The marital spat between Netflix and the Internet service providers (ISPs) that support the popular video streaming and rental service has been strained for some time. Maybe Netflix hadn’t been doing the dishes, or they were having some trouble in the bedroom, but ISPs took it to another level when they accused Netflix of clogging up the Internet with their instant view streaming service. Netflix has now responded by vowing to release the information it gathers on ISP speeds every month from their blog. It’s the equivalent of your significant other announcing that they have compiled a list of everything you have done wrong, and will be telling all your friends.
What this means to consumers is that they finally have a carefully compiled report card for their ISPs, who do not generally release this kind of information. While everyday Internet users like you and me can use online tools to find out their individual speeds, that data has never been available in such a comprehensive manner, nor from so large a data set.
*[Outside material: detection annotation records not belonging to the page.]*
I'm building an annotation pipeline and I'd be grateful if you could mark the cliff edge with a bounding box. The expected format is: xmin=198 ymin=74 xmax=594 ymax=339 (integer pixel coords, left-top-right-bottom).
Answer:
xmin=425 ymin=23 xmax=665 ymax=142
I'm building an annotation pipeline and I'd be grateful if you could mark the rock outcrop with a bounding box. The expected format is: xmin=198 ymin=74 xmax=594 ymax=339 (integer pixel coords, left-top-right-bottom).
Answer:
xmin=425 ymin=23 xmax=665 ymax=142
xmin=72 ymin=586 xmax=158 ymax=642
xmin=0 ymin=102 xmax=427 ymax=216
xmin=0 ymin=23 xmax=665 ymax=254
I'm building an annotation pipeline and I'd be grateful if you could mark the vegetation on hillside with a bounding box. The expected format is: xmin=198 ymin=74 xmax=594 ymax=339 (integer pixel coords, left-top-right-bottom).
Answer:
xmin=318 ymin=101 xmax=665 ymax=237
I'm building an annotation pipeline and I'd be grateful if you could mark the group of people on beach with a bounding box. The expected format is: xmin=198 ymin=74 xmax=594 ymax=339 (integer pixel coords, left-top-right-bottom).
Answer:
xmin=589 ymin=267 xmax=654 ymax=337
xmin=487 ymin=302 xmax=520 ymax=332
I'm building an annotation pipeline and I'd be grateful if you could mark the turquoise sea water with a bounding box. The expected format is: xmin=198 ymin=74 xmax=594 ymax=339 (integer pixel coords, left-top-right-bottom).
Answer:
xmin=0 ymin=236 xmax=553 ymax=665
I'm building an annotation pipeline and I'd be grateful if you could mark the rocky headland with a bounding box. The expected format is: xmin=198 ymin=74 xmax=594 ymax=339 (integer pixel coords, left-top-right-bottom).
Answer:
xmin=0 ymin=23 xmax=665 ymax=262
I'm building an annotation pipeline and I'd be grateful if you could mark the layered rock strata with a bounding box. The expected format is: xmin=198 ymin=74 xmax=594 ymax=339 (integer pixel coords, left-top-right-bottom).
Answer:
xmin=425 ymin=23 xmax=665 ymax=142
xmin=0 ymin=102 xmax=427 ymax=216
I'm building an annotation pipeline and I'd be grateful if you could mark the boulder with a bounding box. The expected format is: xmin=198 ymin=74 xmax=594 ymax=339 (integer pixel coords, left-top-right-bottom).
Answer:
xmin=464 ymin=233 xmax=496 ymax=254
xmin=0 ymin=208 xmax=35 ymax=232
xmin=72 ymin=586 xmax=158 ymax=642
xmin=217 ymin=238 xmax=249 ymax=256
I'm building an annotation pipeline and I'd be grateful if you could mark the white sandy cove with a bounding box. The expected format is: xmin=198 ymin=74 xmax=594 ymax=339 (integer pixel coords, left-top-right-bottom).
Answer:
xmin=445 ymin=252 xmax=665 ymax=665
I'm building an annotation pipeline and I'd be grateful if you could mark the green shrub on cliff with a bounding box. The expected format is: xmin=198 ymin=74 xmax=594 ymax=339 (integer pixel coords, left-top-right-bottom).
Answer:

Of course, it all comes back to money. Netflix and a middleman company Level 3 are currently being asked to pay quite a bit more to push data through to customers, which Netflix believes is violating the spirit of Net Neutrality. In addition to the passive aggressive move of posting this information, Netflix has also aired their grievances with ISPs in a letter to the company’s shareholders. From the Washington Post:
On Wednesday night, Netflix CEO Reed Hastings waded into the debate for the first time, writing in a letter to shareholders that it is “inappropriate” for ISPs to charge more for traffic to reach customers. Hastings said that even if 20 percent of all peak bandwidth is used by Netflix streaming video, the firm is paying for its traffic to reach ISPs who then deliver traffic to homes. Cable and telecom firms are using their exclusive access to customers to unfairly charge networking partners more, the firms said.
Right now, Netflix looks like the underdog. Consumers love paying next to nothing to watch movies whenever they want, and hate to pay through the nose to their ISPs. It’s a bold move on Netflix’s part to play to that discontent and give users information on exactly how well their ISPs are performing. Of course, Netflix stands to make a lot of money by keeping their operating costs low, and avoiding having to raise user costs. Whether a sincere devotion to the free and open premise of Net Neutrality is really at work here is yet to be seen.
Now if you’ll excuse me, I need to watch Cool World on Netflix. Just because I can.